A premium is the monthly payment required to pay for your policy. Let’s use Critical Illness insurance as an example. When purchasing an insurance product with a term – say ten, twenty, or thirty years – you usually have an option to select what’s called a “Return of Premium” rider.
A rider, simply put, is small add-on, or provision, that can be added to your policy to provide a variety of different benefits and options for an additional charge. Return of Premium (ROP) is an example of a rider.
Alternatively, a “Return of Premium” policy is another way that an insurance provider can offer this option. Regardless, both options accomplish the same task: to return the sum of your premiums back to you at the end of the term should the policy end with no illness.
Sounds like a no brainer…
Well, that truly depends on a few factors. At the surface, it’s easy to justify the additional cost when there is little risk to health or death since you would receive all of the premiums back, essentially providing you with free coverage with no tax liability right?
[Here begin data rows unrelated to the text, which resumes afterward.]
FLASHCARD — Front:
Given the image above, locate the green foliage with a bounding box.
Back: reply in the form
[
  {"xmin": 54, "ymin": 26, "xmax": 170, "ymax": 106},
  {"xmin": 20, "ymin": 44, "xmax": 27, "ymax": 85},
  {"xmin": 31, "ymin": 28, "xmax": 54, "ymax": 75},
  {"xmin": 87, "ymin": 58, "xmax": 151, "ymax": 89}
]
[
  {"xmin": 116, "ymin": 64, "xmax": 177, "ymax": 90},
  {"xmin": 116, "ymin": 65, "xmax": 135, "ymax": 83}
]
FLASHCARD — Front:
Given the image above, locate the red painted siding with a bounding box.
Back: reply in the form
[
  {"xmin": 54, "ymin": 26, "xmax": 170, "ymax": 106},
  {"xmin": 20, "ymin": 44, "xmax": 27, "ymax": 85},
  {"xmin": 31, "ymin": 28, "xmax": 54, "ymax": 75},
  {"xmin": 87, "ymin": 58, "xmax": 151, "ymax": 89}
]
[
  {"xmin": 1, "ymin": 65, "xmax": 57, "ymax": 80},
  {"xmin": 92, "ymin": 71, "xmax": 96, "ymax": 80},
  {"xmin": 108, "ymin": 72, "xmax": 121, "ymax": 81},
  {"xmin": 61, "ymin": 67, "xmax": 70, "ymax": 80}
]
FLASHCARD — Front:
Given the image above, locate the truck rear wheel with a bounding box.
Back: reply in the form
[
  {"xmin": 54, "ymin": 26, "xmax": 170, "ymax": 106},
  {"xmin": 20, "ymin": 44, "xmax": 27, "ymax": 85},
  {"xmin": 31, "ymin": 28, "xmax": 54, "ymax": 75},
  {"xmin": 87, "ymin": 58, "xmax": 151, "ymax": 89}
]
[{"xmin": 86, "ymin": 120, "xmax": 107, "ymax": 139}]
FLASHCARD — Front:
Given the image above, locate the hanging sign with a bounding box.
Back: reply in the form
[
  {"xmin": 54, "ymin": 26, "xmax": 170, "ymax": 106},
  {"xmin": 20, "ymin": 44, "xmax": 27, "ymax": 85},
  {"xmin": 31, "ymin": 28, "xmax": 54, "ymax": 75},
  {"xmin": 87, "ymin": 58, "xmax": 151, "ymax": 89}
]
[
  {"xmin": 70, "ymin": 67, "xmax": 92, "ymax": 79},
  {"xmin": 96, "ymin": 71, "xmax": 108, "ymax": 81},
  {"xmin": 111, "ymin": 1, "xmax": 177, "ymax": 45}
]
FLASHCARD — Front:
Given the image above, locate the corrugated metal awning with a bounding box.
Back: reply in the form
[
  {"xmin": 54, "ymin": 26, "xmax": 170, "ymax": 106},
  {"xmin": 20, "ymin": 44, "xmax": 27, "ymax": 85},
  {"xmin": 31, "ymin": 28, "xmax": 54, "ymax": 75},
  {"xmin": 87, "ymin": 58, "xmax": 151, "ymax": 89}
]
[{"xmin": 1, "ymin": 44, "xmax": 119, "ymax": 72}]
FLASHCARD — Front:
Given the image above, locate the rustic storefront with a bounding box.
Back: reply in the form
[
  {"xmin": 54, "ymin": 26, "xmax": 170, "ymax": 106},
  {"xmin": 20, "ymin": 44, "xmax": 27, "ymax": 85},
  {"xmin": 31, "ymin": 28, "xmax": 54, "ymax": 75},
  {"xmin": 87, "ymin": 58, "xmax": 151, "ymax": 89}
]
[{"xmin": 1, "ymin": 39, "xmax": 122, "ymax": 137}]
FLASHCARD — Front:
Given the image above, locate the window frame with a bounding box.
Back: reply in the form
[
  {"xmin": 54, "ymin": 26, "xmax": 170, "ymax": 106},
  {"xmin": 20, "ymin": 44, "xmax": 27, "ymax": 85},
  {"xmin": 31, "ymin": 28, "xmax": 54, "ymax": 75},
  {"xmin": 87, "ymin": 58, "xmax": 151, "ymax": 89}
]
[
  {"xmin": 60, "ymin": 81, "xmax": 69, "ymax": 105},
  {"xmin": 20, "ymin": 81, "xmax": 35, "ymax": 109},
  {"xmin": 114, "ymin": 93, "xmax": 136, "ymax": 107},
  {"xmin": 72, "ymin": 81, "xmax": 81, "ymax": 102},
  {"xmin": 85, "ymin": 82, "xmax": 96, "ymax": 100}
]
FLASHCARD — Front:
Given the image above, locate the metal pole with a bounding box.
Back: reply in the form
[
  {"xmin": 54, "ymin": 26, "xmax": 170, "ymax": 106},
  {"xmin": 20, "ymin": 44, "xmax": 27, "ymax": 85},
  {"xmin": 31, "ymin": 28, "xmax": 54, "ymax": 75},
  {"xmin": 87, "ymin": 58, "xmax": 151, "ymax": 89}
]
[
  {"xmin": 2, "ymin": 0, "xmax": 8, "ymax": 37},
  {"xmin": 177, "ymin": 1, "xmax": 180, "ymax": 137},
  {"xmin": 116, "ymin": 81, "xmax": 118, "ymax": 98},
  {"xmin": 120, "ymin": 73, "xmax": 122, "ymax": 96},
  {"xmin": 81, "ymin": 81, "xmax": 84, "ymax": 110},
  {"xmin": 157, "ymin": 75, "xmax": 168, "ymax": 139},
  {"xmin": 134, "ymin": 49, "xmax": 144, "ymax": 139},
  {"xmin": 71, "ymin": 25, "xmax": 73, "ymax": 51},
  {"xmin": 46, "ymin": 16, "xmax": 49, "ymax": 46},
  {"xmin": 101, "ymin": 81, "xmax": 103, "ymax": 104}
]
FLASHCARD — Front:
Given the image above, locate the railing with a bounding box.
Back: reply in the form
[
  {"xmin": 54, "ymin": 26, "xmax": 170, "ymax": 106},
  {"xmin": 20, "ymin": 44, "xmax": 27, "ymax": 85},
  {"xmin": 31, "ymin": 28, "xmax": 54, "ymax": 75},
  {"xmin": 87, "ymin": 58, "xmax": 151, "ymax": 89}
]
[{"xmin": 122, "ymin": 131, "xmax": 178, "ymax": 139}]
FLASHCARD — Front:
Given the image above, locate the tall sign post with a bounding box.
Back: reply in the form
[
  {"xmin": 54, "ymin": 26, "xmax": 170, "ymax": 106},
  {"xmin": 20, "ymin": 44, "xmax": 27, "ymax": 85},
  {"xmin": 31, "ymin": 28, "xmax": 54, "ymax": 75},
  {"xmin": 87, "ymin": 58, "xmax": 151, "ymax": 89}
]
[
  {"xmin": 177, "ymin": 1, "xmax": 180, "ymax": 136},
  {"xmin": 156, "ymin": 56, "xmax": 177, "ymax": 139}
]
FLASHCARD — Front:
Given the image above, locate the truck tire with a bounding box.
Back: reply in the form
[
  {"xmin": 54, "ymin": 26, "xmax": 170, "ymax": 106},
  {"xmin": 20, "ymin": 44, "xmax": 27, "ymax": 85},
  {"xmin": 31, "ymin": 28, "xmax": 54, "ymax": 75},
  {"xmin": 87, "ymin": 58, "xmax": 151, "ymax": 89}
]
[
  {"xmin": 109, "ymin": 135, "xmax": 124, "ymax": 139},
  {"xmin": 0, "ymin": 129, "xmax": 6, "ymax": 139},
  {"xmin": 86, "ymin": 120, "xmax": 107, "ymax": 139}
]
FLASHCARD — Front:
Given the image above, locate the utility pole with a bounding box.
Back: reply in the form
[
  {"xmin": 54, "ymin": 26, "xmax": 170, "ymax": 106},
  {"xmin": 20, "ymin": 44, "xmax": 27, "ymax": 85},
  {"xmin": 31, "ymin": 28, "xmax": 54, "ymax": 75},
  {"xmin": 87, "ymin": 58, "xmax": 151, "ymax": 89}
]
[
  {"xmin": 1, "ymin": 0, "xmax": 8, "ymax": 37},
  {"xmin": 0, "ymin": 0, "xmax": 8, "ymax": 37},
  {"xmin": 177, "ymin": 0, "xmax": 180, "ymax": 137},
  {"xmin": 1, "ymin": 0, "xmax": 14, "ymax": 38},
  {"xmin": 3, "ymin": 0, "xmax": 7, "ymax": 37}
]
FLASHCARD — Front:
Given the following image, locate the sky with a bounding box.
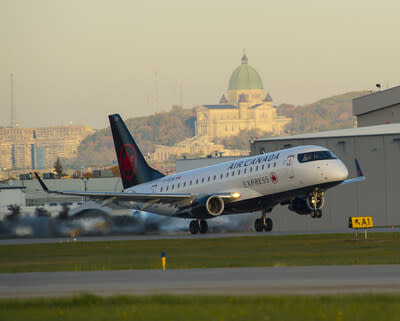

Well, not exactly… There are a few things to consider when deciding to opt in or out of the rider.
Consider a scenario where you wanted to cancel your coverage, or convert it to a permanent life insurance plan: your insurance providers are not obliged return the premium depending on how the policy is terminated, modified or structured, thus leading you to incurring additional losses.
Another key component to consider is the opportunity cost of adding this rider to your policy. The additional principal that is put towards the ROP rider goes directly to the insurance company and gains zero interest. If you’re someone who is less tolerant of risk from a financial standpoint, the rider might be a viable option for you since an ROP guarantees a payout if the policy’s benefits aren’t claimed. Opportunity costs also raises the question of discipline. Instead of purchasing the ROP rider, you might think you can invest the equivalent amount…but the question stands: will that extra amount actually end up in an investment? It’s easy to speculate that every month the difference in savings will go to an investment, yet this is rarely the case in reality, especially over a long term. Having an ROP almost doubles as a forced savings mechanism.
Now, if you’re someone who is more tolerant in terms of risk, you might want to invest that rider difference over the term of your policy into a low risk investment, such as a bond to help keep up with inflation. It’s important to note that the return of premium is guaranteed, so it isn’t really feasible to compare ROP to a higher risk investment that provides higher potential returns due to potential losses (among other factors), however this is dependent on your risk tolerance.
What about taxes?
As mentioned earlier, should you decide to invest this difference, there is a chance of having a larger tax liability when you’re ready to pull out your gains. Over a longer term, say twenty or thirty years, this might end up costing you more than just opting for the ROP which has no tax liability, since it’s considered a return of your principal.
Can I have an example?
Let’s take a 30-year-old single male, non-smoker who is looking for Critical Illness coverage until they are the age of 75 for $100,000 of coverage. Let’s also assume that he can afford both options, one with ROP and one without.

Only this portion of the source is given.